Choice: Eager or Lazy (a.k.a. Push vs. Pull)

Every data-driven software architecture must make a fundamental choice: Be Eager Or be Lazy

Streaming data is a movement to build less lazy data-driven applications. This debate is sometimes called push vs. pull.

Not a black and white decision (how eager or lazy)

Possible to be eager about some things, and lazy about others.

How eager is the state of the art?

The status quo is very lazy. Most applications do nothing until asked (queried)

Streaming data mostly used to eagerly truck data between lazy warehouses.

Stream processors will eagerly transform and count data as it’s moved.

What you get are data pipelines

Recreating the monoliths the industry spent the last two decades dismantling.

The oil and gas industry is not a good reference architecture for streaming data

Data may be the new oil economically.

But data is not oil.

The value of OIL is that it’s made up of CARBON atoms. The value of DATA is NOT that it’s made up of BITS

How do you control what you receive? (pub-sub)

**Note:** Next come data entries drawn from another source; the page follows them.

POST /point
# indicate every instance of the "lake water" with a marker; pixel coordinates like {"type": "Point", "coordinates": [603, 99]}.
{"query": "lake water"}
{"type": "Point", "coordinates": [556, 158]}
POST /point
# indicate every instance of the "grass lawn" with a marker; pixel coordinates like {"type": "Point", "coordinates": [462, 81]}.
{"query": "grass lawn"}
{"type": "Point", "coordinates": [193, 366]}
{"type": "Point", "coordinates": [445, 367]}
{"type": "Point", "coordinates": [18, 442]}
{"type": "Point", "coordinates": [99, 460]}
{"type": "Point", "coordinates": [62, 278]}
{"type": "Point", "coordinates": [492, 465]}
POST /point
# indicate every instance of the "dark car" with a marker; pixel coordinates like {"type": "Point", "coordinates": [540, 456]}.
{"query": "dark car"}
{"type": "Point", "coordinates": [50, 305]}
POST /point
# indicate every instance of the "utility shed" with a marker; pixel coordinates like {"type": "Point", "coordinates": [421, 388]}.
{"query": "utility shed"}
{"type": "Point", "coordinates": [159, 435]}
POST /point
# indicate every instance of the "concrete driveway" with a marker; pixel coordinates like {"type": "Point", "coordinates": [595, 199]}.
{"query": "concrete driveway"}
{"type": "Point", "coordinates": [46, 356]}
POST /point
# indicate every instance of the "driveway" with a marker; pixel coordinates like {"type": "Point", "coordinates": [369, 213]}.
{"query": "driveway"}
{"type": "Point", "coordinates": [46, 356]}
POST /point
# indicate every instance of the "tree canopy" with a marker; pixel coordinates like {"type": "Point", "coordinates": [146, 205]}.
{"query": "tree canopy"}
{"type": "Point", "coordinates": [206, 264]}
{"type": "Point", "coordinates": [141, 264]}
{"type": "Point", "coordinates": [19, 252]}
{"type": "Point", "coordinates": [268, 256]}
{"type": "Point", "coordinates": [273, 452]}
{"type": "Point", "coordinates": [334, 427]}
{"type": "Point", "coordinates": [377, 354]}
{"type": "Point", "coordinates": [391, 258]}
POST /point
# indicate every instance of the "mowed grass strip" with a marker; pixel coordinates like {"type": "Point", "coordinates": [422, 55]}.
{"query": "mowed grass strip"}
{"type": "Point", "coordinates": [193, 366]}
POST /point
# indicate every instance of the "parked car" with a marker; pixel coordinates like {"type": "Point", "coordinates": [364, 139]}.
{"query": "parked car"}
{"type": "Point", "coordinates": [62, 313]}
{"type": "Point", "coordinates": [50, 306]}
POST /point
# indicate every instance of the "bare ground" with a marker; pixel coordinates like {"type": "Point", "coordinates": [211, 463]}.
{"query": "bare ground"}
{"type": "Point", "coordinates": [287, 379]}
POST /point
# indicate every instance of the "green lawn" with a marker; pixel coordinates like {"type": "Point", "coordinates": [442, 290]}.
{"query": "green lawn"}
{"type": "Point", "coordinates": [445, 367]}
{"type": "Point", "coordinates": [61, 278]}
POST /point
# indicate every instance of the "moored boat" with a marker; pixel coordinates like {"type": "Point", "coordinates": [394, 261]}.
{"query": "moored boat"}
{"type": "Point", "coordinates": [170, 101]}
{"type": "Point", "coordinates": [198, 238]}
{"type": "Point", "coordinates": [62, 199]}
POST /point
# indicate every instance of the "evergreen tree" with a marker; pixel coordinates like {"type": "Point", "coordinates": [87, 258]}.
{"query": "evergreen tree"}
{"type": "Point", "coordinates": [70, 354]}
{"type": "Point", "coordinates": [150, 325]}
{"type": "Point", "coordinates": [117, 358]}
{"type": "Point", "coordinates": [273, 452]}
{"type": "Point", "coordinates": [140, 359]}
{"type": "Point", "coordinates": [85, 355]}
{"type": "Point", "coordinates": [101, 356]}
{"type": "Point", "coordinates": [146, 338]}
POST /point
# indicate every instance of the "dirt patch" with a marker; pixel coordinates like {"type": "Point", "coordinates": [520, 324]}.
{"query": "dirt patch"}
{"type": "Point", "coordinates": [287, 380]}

Streaming data is about reducing latency

Use Case: Observability

Situational awareness Monitoring & alerting Experience scoring Early fault warning

Use Case: Automation

Root cause analysis Logistics routing Self-healing systems Performance optimization Cost optimization

Message brokers vs. distributed transaction logs

Stream processors are good at counting and conversions

None of the above use cases are counting or conversion problems.

kSQL can transform streams and enrich with static context

kSQL struggles to join multiple streams together. Most use cases involve more than one stream.

Global state doesn’t scale. Flink stateful functions are just a facade of statefulness. Not optimized for locality, just a hidden query.

Challenge: Real-Time Enrichment

Can’t get rich without context. Stream processors not built for context.

Challenge: Streaming Aggregation

Need to up-level streaming data without adding latency. Stream processors not built for this either.

Challenge: Real-time business logic

Business logic drives enterprise software. Business logic takes action, has side effects.

Business logic needs lots of context as input. Stream processors not designed to run business logic.

Challenge: Streaming APIs

Need to disseminate granular, derivative data without breaking the stream.

Without streaming APIs, you can’t built low latency service-oriented architectures.

Challenge: Real-Time UIs

Need to keep humans in the loop. Humans need to validate and oversee automation.